Growing up, my family never "celebrated" the Islamic New Year per se, but my parents always reminded us when Muharram (the first month in the Islamic calendar) was beginning. Because my siblings and I were children of the '80s (yep, we're old!) – predating Islamic schools, Sunday Schools, Islamic curriculum and the million lectures, videos and articles that are out there for us to seek knowledge – we gained our religious knowledge from our parents.
Now I'm the parent, and that too of kids who are close to adulthood. And I've been thinking about the hype around December 31st and New Year's Eve, making resolutions and the proverbially throwing out of the old and ushering in the new. That's all fine, but it's the story of migration around our Islamic New Year that has imprinted itself on my heart.
Migration is literally "the
movement of people from one permanent home to another. This movement changes the population of a place. International migration is the movement from one country to another. ... People who move into another country are called immigrants . The movement of people into a country is known as immigration."
With the Prophet Muhammad (saw)'s migration from his beloved home of Makkah to Madinah – where the Ansars greeted and welcomed him and helped Islam to grow within a safer space – there was a literal movement that affected profound change. And, this brought forth the dawn of a time so remarkable, important and profound that our calendar began from there.
It wasn't marked by the birth of someone or some major scientific big bang of a phenomenon, but rather the migration of a nascent group of Muslims led by the Prophet of Islam to seek harbor, seek refuge, seek a place to live and flourish.
In the haunting poem
"Home" by Somali-British poet Warsan Shire about the refugee/migration experience, she writes,
"no one leaves home until home is a sweaty voice in your ear
saying-
leave,
run away from me now
i don't know what i’ve become
but i know that anywhere
is safer than here"
And so I'm thinking of my father who migrated from India to the United States decades upon decades ago, after the Partition forever changed his family's lives and little opportunity and much danger was left for him in his home. And how life began again for him in Madison, Wisconsin.
I'm thinking about the Prophet Muhammad (saw), who fled his home where his life and the lives of his Muslim companions were threatened. And, he helped Muslims establish themselves in Madinah.

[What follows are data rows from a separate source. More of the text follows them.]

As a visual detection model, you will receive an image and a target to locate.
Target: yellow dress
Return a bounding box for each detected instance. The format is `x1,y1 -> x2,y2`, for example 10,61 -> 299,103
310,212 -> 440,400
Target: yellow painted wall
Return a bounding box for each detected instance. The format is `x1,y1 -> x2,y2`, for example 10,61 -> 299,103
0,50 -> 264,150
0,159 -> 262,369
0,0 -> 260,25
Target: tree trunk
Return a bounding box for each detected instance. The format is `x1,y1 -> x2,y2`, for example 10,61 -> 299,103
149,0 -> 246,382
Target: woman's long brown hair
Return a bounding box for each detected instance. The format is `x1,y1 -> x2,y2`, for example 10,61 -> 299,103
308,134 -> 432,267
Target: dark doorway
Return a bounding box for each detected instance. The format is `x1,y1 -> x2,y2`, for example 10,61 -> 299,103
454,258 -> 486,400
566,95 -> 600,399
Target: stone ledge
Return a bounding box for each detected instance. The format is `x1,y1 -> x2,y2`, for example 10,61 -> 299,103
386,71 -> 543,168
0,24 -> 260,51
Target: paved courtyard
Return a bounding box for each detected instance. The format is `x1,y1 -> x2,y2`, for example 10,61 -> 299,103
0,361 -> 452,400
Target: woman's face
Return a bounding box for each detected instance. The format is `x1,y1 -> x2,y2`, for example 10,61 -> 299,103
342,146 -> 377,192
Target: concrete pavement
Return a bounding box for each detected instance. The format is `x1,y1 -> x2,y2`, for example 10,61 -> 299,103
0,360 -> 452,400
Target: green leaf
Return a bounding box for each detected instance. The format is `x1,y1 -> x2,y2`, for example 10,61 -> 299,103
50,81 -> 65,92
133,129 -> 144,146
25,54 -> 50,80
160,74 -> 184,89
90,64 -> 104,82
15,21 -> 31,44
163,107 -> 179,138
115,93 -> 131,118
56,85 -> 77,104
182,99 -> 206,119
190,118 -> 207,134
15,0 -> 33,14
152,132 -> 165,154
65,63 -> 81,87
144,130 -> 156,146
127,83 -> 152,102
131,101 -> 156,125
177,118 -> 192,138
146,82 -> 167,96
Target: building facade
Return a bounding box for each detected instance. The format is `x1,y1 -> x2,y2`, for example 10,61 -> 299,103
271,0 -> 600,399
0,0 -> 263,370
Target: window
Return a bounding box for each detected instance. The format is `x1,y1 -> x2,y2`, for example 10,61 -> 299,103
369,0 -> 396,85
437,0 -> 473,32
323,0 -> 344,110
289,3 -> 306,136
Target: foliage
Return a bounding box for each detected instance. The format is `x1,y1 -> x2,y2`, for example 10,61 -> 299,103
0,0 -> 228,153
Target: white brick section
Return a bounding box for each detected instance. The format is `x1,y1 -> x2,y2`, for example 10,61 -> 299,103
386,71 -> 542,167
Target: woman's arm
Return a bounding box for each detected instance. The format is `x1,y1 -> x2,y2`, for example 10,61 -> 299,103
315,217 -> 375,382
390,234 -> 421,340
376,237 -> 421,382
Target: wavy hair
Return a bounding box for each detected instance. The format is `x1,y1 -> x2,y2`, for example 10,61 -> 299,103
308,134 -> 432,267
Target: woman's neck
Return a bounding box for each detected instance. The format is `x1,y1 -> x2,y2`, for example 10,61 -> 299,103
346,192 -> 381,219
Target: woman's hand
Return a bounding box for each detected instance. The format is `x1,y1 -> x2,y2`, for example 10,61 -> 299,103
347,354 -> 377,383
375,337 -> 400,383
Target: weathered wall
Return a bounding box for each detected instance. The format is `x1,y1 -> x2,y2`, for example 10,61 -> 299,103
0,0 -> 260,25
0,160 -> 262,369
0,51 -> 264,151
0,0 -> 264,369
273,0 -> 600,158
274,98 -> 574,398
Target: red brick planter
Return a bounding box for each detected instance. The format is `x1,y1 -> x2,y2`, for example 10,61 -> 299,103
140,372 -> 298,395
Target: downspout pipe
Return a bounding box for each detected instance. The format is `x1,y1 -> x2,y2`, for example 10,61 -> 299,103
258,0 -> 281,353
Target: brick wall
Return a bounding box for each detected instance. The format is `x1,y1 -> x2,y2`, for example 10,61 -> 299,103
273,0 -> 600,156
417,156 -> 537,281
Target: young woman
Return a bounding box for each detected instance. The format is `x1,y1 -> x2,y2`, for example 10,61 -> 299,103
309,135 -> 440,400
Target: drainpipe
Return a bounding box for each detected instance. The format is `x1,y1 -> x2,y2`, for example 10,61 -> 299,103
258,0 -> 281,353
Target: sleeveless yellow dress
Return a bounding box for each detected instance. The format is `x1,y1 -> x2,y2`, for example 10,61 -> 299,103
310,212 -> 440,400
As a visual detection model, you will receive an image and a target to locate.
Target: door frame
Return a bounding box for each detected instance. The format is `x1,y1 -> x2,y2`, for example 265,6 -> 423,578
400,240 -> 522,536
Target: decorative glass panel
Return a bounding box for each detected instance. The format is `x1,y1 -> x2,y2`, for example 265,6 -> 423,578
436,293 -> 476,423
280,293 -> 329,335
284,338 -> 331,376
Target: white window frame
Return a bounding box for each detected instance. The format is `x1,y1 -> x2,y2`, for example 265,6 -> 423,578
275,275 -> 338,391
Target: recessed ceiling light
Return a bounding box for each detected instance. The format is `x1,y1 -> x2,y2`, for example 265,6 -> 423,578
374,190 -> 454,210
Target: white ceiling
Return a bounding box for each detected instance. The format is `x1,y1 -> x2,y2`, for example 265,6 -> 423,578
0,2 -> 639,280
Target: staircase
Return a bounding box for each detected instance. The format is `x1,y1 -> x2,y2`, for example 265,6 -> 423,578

To migrate is to leave your home, because you can no longer live there, for something else. It is to start anew. Our Ummah started anew with the Hijrah. And now it is the year 1443 AH. While there is no fanfare and fireworks to usher in this new year, there should be the appreciation of the migration that started it all, and the resolve, Insha'Allah, to keep building a better home for all of us under the guidance of Allah (S).
I pray the coming year brings my family and yours safe health and happiness.